Demerol, the trade name for meperidine, is an opioid medication prescribed to treat moderate-to-severe pain. WebMD writes that the effects of Demerol are similar to those of morphine, another opiate. It works quickly, which could be why it’s been used to relieve pain for women in labor and delivery.

This medication can start to take effect within 30 minutes to an hour of the dose, and those effects can last between four to six hours. Some users may feel its effects for up to 10 hours.

Demerol is designed for short-term pain treatment. The U.S. Food and Drug Administration advises that this drug not be taken for chronic pain. It should not be taken in larger doses or for longer periods than prescribed because it is addictive. Even those who have been prescribed the medicine by a doctor are advised to be careful as they can become physically dependent on it.

Demerol’s Abuse Potential Is High

Demerol is thought to have lower dependence liability than morphine, but the U.S. Drug Enforcement Administration (DEA) has classified it as a Schedule II controlled substance, which indicates its high abuse potential.

Demerol abuse includes crushing, chewing, snorting, or injecting the dissolved product via needle (intravenously) per the FDA. Using Demerol, along with other addictive substances, is also a form of abuse. It can react dangerously with antidepressants, muscle relaxants, benzodiazepines, and alcohol.

Using too much Demerol can bring on seizures, as well. This can happen when too much of the meperidine metabolite, normeperidine, builds up in the user’s system.

According to an article in The Journal of Pediatric Pharmacology and Therapeutics, Demerol’s half-life is between two to five hours. However, normeperidine metabolite can last much longer in adults — anywhere from 15 to 30 hours.

What Are the Signs of Demerol Addiction?

Opioid abuse can lead to adverse effects that can make one ill or raise the chances of an addiction- forming as well as an overdose occurring. Mental and physical effects happen once someone has developed a physical and psychological dependence on Demerol. People who abuse this medication may experience side effects, such as:

  • Headache
  • Nausea, vomiting
  • Itchiness
  • Dizziness
  • Drowsiness
  • Decreased urination

Abusing Demerol can lead an increased tolerance for it, and a person can come to depend on it more than they should once routine or frequent use starts. People who try to stop using the drug but find that powerful cravings or drug withdrawal symptoms blocked them from doing so may have formed a physical or mental dependence on it.

If Demerol addiction is a concern, some common signs that it is forming are:

  • Loss of interest in usual hobbies, activities
  • Inability to meet obligations
  • Increased isolation
  • Strange sleep schedule
  • Irregular weight changes
  • Erratic behavior

Because of its short half-life, Demerol works quickly, which means its effects wear off quickly. It also means it’s easier to build up a tolerance level to it. Using more of it than needed can cause the brain and body to come to rely on it to function normally.

What Is Involved In Demerol Addiction Treatment?

Some will find that despite trying to stop using Demerol, they can’t on their own. This is when they may want to consider entering a treatment program that can help them address their substance use disorder.

One should never stop abruptly taking Demerol after prolonged use. Doing so can send the body and brain into shock as they try to adjust to the change. Withdrawal can be uncomfortable and painful; it can also be dangerous and unpredictable. Medical emergencies can arise that require specialized care, and relapse and overdose can occur as a person returns to using to make withdrawal symptoms stop.

Medical detox is the best place to start if Demerol dependence or addiction has started.

Opioid withdrawal is seldom fatal, but many people find it extremely challenging to get through it without medical treatment. During this time, the substance and toxins are removed from the body to help the individual regain medical stability.

What Happens After Detox?

After detox, the next step is to find suitable treatment options that address the psychological reasons for a substance use disorder. Clinicians can recommend facilities that provide therapies and other programs that can put users on the path to sobriety.

Severe cases may require residential treatment, which requires an extended stay of up to 90 days (or longer if needed) at the facility.

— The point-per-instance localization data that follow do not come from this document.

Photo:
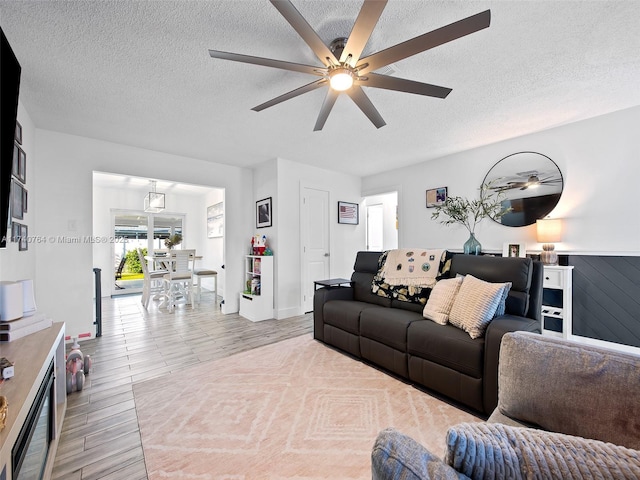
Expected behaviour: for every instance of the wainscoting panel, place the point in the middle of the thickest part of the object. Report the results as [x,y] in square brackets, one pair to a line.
[606,298]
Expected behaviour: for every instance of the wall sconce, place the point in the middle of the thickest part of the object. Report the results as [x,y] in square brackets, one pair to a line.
[549,231]
[154,202]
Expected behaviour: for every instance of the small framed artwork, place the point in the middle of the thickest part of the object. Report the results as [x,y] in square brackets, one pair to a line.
[19,165]
[263,213]
[23,244]
[17,199]
[215,220]
[348,213]
[436,196]
[18,133]
[15,232]
[514,250]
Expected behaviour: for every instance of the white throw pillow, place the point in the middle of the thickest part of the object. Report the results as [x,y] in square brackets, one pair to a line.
[476,304]
[441,300]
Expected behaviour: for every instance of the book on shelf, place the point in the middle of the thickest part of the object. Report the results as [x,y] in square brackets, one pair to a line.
[8,335]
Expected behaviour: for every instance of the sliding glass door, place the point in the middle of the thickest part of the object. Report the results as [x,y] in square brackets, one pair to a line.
[147,231]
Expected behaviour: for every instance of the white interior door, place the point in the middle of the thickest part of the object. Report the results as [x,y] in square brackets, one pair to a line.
[375,224]
[315,242]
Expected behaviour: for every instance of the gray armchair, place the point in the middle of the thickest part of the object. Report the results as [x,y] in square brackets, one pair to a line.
[565,410]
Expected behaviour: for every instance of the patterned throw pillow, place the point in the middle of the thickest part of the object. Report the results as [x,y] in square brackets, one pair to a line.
[476,304]
[407,293]
[441,300]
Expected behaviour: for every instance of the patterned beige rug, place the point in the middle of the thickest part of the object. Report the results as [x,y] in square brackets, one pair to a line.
[295,409]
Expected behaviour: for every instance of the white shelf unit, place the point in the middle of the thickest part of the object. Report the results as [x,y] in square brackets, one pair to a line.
[557,301]
[256,299]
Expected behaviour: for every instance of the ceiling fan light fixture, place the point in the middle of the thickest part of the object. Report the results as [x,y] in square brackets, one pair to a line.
[341,79]
[153,201]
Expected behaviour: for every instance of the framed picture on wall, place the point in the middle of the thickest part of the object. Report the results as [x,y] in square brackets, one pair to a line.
[23,244]
[436,196]
[348,213]
[17,199]
[19,165]
[514,250]
[263,213]
[15,232]
[19,133]
[215,220]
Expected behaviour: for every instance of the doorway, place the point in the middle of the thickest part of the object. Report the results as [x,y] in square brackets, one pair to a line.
[133,230]
[382,221]
[314,223]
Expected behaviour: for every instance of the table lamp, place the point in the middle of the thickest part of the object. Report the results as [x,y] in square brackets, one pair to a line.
[549,230]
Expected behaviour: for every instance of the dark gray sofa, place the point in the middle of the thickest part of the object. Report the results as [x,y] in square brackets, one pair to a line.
[395,336]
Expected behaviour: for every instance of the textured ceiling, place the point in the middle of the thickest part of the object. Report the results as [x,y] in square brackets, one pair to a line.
[139,73]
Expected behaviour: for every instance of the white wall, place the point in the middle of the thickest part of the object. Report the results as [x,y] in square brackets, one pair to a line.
[598,159]
[64,280]
[283,180]
[15,265]
[194,207]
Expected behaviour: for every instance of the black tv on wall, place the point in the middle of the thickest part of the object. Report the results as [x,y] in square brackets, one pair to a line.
[9,89]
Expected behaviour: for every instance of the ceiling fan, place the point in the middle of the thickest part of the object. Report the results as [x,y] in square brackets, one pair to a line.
[529,179]
[344,71]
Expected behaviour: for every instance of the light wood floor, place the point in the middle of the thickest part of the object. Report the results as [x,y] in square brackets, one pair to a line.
[100,436]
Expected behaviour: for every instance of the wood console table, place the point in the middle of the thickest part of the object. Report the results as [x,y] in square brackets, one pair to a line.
[32,355]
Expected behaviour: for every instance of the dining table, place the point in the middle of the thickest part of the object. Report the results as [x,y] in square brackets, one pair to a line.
[164,261]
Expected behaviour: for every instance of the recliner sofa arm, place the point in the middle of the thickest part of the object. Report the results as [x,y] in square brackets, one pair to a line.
[322,296]
[396,456]
[493,338]
[568,387]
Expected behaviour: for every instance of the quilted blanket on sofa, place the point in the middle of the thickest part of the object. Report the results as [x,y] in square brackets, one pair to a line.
[496,451]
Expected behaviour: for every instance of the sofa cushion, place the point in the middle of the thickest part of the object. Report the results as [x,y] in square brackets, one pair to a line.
[476,304]
[441,300]
[609,411]
[388,326]
[448,346]
[494,451]
[345,314]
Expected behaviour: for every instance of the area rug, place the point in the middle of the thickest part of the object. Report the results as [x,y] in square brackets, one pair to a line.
[292,410]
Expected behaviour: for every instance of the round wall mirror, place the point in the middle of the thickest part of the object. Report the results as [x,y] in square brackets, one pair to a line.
[529,183]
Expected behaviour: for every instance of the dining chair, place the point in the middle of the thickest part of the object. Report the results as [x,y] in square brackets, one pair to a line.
[178,281]
[152,282]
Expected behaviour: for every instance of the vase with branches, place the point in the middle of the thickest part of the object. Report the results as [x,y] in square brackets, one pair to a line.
[468,213]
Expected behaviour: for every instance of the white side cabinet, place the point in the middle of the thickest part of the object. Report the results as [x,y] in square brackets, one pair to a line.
[256,300]
[557,301]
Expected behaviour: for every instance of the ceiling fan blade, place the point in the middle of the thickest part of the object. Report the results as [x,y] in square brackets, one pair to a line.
[268,62]
[327,105]
[292,94]
[404,85]
[426,41]
[308,34]
[360,98]
[365,23]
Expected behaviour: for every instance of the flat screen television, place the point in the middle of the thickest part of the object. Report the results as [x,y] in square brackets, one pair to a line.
[9,89]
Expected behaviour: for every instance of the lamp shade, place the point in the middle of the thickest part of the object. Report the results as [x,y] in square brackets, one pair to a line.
[549,230]
[154,202]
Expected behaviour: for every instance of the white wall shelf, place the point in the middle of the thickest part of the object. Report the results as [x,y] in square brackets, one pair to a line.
[256,299]
[557,301]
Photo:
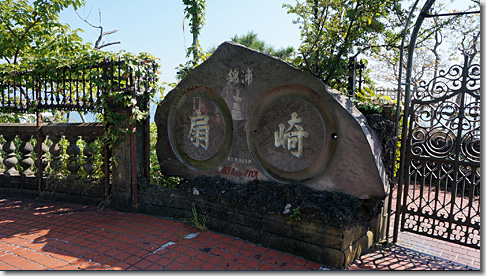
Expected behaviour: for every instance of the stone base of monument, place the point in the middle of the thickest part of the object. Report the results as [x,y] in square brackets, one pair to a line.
[327,227]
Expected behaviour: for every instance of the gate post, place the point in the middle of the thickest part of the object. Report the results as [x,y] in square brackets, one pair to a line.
[124,170]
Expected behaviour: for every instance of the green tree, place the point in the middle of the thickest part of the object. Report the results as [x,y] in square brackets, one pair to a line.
[251,40]
[195,11]
[334,30]
[31,30]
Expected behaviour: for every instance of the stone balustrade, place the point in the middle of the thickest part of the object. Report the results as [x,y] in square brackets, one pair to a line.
[60,144]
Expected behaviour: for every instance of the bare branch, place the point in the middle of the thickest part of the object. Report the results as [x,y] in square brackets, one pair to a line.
[108,44]
[102,34]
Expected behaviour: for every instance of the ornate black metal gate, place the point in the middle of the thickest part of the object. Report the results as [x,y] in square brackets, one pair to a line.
[439,175]
[442,159]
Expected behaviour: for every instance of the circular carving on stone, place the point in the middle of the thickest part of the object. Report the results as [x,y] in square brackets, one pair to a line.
[200,128]
[291,133]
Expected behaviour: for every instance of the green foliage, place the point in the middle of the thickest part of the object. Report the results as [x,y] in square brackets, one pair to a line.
[251,40]
[295,214]
[31,29]
[368,100]
[132,67]
[198,220]
[333,30]
[195,11]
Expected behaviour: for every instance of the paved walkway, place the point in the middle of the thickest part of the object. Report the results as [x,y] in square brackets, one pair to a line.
[47,235]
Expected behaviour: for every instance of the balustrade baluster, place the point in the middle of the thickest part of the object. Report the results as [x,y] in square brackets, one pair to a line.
[43,157]
[88,153]
[56,150]
[1,160]
[26,160]
[73,151]
[11,159]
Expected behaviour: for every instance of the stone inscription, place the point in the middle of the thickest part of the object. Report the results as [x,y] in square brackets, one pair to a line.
[234,171]
[234,76]
[199,131]
[291,139]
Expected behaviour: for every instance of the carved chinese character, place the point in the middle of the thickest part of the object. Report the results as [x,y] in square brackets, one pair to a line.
[248,76]
[232,76]
[199,132]
[291,139]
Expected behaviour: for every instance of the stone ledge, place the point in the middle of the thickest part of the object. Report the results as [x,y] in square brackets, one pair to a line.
[331,246]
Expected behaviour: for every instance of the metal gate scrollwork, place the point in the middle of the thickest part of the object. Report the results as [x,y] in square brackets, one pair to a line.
[442,158]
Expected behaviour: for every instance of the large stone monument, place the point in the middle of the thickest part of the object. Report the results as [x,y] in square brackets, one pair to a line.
[244,116]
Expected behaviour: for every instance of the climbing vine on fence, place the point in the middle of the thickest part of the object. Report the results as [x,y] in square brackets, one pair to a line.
[132,77]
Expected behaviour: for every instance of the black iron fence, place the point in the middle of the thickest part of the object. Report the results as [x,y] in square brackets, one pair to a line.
[30,154]
[73,88]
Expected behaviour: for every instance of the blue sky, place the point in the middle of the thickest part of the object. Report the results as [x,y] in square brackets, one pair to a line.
[155,26]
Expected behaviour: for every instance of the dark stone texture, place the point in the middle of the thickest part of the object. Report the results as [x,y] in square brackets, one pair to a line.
[333,228]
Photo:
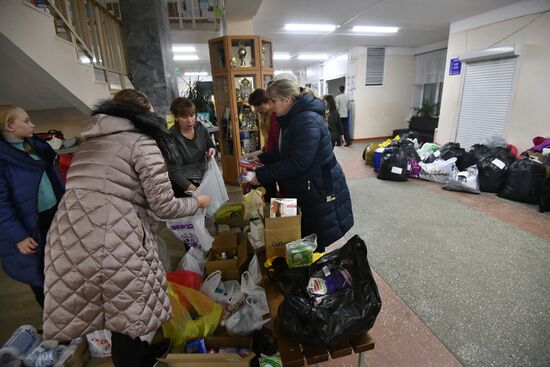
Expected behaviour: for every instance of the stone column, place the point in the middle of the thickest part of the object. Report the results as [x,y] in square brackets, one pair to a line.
[149,49]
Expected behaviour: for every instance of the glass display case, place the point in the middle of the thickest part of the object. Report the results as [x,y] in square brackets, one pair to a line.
[240,64]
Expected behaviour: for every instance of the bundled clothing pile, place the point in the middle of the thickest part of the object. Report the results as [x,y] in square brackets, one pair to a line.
[492,166]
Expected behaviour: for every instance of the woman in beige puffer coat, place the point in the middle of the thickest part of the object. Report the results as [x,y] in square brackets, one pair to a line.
[102,265]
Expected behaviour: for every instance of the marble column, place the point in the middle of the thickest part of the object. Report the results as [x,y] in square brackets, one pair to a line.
[149,49]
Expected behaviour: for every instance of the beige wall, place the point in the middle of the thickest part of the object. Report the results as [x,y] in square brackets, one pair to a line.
[529,115]
[380,110]
[67,120]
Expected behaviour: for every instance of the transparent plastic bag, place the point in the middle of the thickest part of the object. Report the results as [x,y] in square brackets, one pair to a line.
[195,315]
[192,230]
[214,288]
[213,185]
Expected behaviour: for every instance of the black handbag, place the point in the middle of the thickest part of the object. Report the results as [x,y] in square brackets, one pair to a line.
[337,316]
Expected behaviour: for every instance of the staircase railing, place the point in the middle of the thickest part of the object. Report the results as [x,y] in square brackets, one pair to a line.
[96,33]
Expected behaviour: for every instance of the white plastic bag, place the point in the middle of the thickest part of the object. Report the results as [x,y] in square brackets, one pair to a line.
[99,343]
[254,270]
[212,185]
[466,181]
[214,288]
[194,260]
[250,316]
[192,230]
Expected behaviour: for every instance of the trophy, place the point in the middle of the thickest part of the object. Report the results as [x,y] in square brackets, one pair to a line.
[264,49]
[241,53]
[245,88]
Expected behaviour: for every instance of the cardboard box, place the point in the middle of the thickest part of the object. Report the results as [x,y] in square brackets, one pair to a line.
[279,232]
[228,243]
[176,359]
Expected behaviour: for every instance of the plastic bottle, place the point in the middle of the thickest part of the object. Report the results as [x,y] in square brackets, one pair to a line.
[23,340]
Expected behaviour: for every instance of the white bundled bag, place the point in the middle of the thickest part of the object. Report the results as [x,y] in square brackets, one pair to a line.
[249,317]
[212,185]
[194,260]
[99,343]
[466,181]
[437,171]
[192,230]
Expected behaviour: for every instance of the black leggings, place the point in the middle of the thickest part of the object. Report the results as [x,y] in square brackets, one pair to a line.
[45,219]
[128,352]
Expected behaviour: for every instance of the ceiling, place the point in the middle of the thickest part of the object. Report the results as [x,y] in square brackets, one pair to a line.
[421,22]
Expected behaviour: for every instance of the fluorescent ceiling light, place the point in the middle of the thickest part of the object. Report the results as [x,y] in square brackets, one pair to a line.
[281,56]
[310,27]
[177,48]
[185,57]
[373,29]
[312,56]
[195,73]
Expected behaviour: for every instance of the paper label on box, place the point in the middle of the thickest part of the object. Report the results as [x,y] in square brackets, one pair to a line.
[497,162]
[397,170]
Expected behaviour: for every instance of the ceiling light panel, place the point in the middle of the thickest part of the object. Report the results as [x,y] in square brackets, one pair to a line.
[299,27]
[374,29]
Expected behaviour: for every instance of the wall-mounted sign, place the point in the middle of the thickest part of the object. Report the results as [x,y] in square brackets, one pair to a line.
[455,66]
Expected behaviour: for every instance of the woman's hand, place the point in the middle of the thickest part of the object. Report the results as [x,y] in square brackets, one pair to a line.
[204,201]
[210,153]
[28,246]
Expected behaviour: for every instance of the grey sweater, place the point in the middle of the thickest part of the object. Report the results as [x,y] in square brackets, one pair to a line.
[193,162]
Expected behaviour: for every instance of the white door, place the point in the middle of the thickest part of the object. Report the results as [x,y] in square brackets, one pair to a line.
[486,99]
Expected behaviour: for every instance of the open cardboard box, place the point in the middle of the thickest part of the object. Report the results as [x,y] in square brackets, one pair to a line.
[280,231]
[176,359]
[228,243]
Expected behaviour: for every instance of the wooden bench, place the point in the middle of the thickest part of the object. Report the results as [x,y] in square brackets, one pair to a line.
[296,355]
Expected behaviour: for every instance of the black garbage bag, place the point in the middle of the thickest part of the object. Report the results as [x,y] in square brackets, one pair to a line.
[524,181]
[340,315]
[503,153]
[465,160]
[478,150]
[492,172]
[407,146]
[394,165]
[446,150]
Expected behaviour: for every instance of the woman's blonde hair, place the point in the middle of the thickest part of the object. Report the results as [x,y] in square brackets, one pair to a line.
[7,115]
[134,97]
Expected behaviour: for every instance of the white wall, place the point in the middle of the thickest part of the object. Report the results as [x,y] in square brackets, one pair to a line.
[381,109]
[530,114]
[33,32]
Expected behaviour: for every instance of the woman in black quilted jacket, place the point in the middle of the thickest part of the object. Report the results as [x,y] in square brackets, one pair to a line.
[305,165]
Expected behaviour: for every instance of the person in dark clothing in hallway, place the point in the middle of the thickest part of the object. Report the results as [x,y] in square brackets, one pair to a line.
[306,165]
[30,189]
[343,105]
[194,144]
[334,122]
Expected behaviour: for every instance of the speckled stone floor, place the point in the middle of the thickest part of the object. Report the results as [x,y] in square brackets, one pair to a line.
[464,279]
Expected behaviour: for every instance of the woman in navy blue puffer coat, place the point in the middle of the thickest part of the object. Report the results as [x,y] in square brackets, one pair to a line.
[30,189]
[305,165]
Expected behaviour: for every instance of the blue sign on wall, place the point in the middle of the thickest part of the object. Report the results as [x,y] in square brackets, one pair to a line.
[454,68]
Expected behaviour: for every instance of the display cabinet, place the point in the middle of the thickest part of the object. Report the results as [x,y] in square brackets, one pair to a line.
[239,64]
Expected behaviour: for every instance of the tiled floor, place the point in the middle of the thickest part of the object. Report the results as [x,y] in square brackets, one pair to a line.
[402,338]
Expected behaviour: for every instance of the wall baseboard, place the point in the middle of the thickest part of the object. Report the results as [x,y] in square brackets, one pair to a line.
[366,140]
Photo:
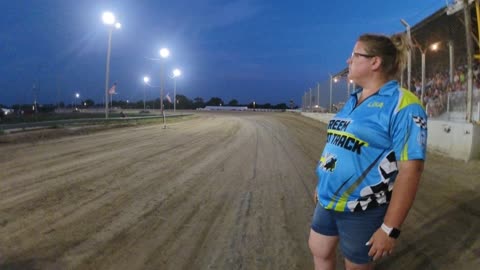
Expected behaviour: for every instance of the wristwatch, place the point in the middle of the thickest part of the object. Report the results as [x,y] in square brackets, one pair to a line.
[392,232]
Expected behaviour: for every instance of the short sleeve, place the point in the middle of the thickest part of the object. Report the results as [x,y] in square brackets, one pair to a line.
[409,133]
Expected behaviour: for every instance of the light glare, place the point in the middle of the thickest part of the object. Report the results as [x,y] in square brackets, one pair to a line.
[177,72]
[164,52]
[108,18]
[434,46]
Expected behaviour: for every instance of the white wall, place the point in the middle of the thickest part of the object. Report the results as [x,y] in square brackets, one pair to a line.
[453,139]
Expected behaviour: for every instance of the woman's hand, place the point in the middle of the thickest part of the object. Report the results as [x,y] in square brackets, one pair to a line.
[382,244]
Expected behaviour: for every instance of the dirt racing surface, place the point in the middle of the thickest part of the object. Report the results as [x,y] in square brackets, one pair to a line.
[220,191]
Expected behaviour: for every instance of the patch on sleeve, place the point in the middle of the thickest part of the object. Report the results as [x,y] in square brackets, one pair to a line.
[420,122]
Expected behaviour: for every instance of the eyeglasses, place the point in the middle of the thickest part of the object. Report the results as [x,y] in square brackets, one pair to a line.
[362,54]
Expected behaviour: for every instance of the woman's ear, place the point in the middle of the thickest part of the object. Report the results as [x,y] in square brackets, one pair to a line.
[376,63]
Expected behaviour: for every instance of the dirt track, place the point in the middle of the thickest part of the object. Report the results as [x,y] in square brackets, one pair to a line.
[221,191]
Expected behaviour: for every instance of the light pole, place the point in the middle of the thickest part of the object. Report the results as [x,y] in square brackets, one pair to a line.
[450,57]
[146,79]
[164,53]
[409,53]
[77,95]
[109,19]
[332,80]
[176,73]
[433,47]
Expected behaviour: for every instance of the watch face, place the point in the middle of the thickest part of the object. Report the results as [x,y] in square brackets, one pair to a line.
[395,233]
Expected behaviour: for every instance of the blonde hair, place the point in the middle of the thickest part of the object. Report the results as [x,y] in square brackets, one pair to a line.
[392,50]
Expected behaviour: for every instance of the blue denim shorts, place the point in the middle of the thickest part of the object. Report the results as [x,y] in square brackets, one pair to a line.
[353,228]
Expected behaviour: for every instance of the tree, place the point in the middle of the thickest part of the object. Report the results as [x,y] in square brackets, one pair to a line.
[184,102]
[215,101]
[233,102]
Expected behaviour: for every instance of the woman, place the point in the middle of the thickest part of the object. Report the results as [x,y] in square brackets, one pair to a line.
[372,161]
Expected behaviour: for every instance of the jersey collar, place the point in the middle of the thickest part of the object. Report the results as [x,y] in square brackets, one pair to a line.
[388,89]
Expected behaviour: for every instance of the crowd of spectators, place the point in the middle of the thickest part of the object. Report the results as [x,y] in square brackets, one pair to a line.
[438,87]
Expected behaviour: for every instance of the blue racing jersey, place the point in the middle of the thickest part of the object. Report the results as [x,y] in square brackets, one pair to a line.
[358,165]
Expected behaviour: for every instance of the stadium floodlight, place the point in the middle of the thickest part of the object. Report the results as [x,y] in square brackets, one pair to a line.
[108,18]
[434,46]
[409,53]
[164,52]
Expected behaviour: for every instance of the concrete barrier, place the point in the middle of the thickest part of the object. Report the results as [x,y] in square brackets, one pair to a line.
[453,139]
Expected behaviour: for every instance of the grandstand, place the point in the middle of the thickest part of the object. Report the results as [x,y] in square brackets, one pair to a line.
[441,38]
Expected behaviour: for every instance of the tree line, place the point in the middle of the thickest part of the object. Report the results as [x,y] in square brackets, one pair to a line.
[183,103]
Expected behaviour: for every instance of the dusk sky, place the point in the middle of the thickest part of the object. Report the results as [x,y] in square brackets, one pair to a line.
[249,50]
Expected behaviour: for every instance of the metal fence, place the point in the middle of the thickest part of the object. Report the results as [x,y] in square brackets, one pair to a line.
[453,106]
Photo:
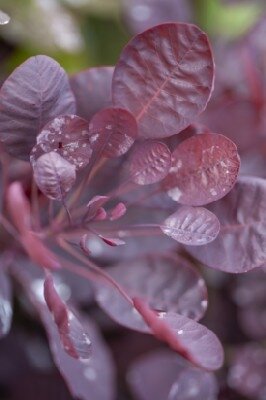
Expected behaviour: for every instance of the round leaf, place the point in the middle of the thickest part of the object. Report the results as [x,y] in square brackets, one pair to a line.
[113,131]
[35,93]
[164,77]
[54,175]
[194,226]
[204,169]
[149,163]
[168,283]
[241,243]
[68,135]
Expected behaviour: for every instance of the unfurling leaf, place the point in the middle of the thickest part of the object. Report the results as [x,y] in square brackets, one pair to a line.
[54,175]
[194,226]
[35,93]
[73,337]
[204,169]
[68,135]
[164,77]
[240,245]
[113,131]
[149,163]
[188,338]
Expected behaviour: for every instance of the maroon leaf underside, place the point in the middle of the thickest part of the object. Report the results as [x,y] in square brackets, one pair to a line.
[6,309]
[241,243]
[54,175]
[149,162]
[162,374]
[167,283]
[204,169]
[68,136]
[86,379]
[35,93]
[190,339]
[194,226]
[113,131]
[164,77]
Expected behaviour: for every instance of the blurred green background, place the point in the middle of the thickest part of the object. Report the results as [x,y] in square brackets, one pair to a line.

During that time, the person receives medical care and participates in therapies in a distraction-free setting.

Outpatient treatment programs are available for people whose substance use disorder is less severe, as well as people who have been through higher levels of care but now need to maintain their sobriety.

People in this group usually live off-site as they attend therapy sessions for a certain number of hours weekly. An intensive outpatient treatment program requires nine or more hours a week.

Outpatient services keep people in recovery connected to their commitment to live substance-free and ensuring they get the guidance they need to ensure they stay true to their new life.